İzmir’de kent içi ulaşımın önemli oranda yükünü üstlenen metro ve tramvay istasyonlarında kışın soğukta yağmurda, yazın sıcakta güneş altında açık alanda çalışan güvenlik işçileri her gün farklı sorunlarla karşı karşıya kalmaya devam ediyor. Geçtiğimiz hafta Tramvay Köprü Durağı’nda görevli Güvenlik İşçisi Hülya Onay, mesai saati içinde tuvalet ihtiyacını karşılamak için yolun karşısına geçerken bir arabanın çarpması sonucu yaşamını yitirdi. Hülya Onay’ın ölümünün ardından istasyonlarda görevli çalışan kadın işçiler yaşadıkları sorunları gazetemize anlattı. İsimlerinin özellikle yazılmasını istemeyen kadın güvenlik işçileri, insani koşullarda çalışmak istediklerini söyledi.

"TUVALET OLMADIĞI İÇİN SIVI TÜKETMİYORUZ"

Tramvayda 2017 yılından beri güvenlik olarak çalışan bir işçi, duraklarda yaşadıkları sıkıntıları sıkça dile getirmelerine rağmen hiçbir önlem alınmadığını söyledi. İşçi, “Duraklarda kabinetlerin içine girip oturup dinlenebileceğimiz, sandalye ve yemek yiyebileceğimiz bir masamız bile yok. İçi yosun bağlamış sebillerden su içmek zorunda kalıyoruz. Zaten sebillerin çoğu da çalışmıyor. Yazın soğuk su, kışın sıcak bir kahve çay içemiyoruz. Tuvalet ihtiyacımızı karşılayacak yer olmadığı için birçoğumuz da sıvı tüketmemeye çalışıyoruz” dedi.

"DİNLENMEK YERİNE TUVALET ARIYORUZ"

Kadınların daha zor durumda olduklarını ifade eden işçi, “Özellikle regl dönemlerinde daha sık tuvalet ihtiyacımız oluyor. Fakat ne kadar acil olursa olsun durağı boş bırakıp gidemiyoruz. İhtiyacımız ne kadar acil olursa olsun yerimize biri gelene kadar beklemek durumundayız. Duraktan ayrılıp çevredeki esnaftan, her gün başımızı önümüze eğip, ‘Tuvaleti kullanabilir miyim?​’ diye rica etmemiz gerekiyor. Bazen gittiğimiz işyerleri tuvaletlerini kullanmamıza izin vermiyor. 30 dakikalık molamızın 6-7 dakikası trafik lambalarında geçiyor. Molamız tuvalete gidip gelmekle dolduğu için dinlenmeye vaktimiz olmuyor. 5 yıl oldu hâlâ duraklara birer tane tuvalet yapılmadı” diye konuştu.

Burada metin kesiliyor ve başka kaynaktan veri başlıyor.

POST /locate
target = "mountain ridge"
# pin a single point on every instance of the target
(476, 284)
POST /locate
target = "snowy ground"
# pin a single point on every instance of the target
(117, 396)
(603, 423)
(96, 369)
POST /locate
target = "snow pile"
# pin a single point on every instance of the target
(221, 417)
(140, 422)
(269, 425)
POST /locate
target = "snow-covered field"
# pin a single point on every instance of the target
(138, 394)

"BEZ BAĞLADIK, BÖBREK HASTASI OLDUK"

Yaşadıkları en önemli sorunun tuvalet sorunu olduğunu ısrarla belirten işçi, bir kısım arkadaşının bez bağlamak zorunda kaldığını, bir kısmının da böbrek hastası olduğunu, kendisinin de idrar kesesi ameliyatı olduğunu anlattı.

2020 yılında “Tramvayın bayan güvenlikleri bez bağlıyor” diye haber olduklarını söyleyen güvenlik işçisi kadın, “Kimse sesimizi duymadı, ilgilenmedi. Bez bağlıyoruz diye bazı yolcular bu durumla dalga geçti. Hülya arkadaşımız gece vardiyasında çalıştığı için sırf işyerleri kapanmadan, tuvalet ihtiyacını giderebilmek için acele ederken can verdi. Çünkü gece vardiyasından saat 23’te çıktığı için eve gidene kadar saat 24.00’ü hatta 01.00’i bulacak, ihtiyacını o saate kadar gideremeyecekti” dedi.

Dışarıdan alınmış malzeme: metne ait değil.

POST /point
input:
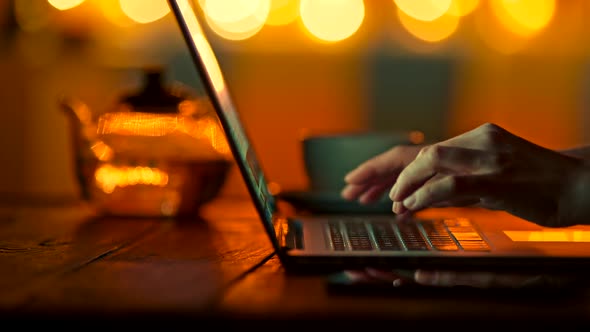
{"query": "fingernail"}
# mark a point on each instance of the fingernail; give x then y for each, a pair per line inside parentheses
(347, 177)
(396, 207)
(425, 277)
(392, 192)
(410, 202)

"TUVALETLERİN YAPILACAĞI SÖZÜ VERİLDİ"

Tramvayın büyük törenle açıldığını söyleyen diğer bir kadın işçi de “Her birimizin işe ihtiyacı olduğu için hiç sorgulamadan sevinerek belediyede işe girdik. İşbaşı yaptıktan sonra sorun ve sıkıntılarımız başladı. Yapılan her toplantıda tuvaletlerin yapılacağı, koşulların düzeltileceğini söylediler” dedi.

İşe başladıkları ilk dönemde taşeron kadrosunda çalıştıklarını söyleyen işçi, “Sendikamız ve iş güvencemiz olmadığı için tramvay yönetimi hattı kapatan araba varsa, trafik yoğunsa araçları durdurmak gibi işlerde bizi trafik polisi gibi kullandı. Yağmur çamur fark etmez 1 km uzaktaki trene koşarak araçların geçişini sağlamak adına çalışıyorduk. Sendika geldikten sonra bunun önü kesildi ve iş tanımımız dışında görevleri yapmadık. Ancak yönetim, bu sefer de her işi yaptıramadığı için farklı baskı uygulamaya başladı” diye konuştu.

"DURAKLARDAKİ SIKINTIMIZ SADECE TUVALET DEĞİL"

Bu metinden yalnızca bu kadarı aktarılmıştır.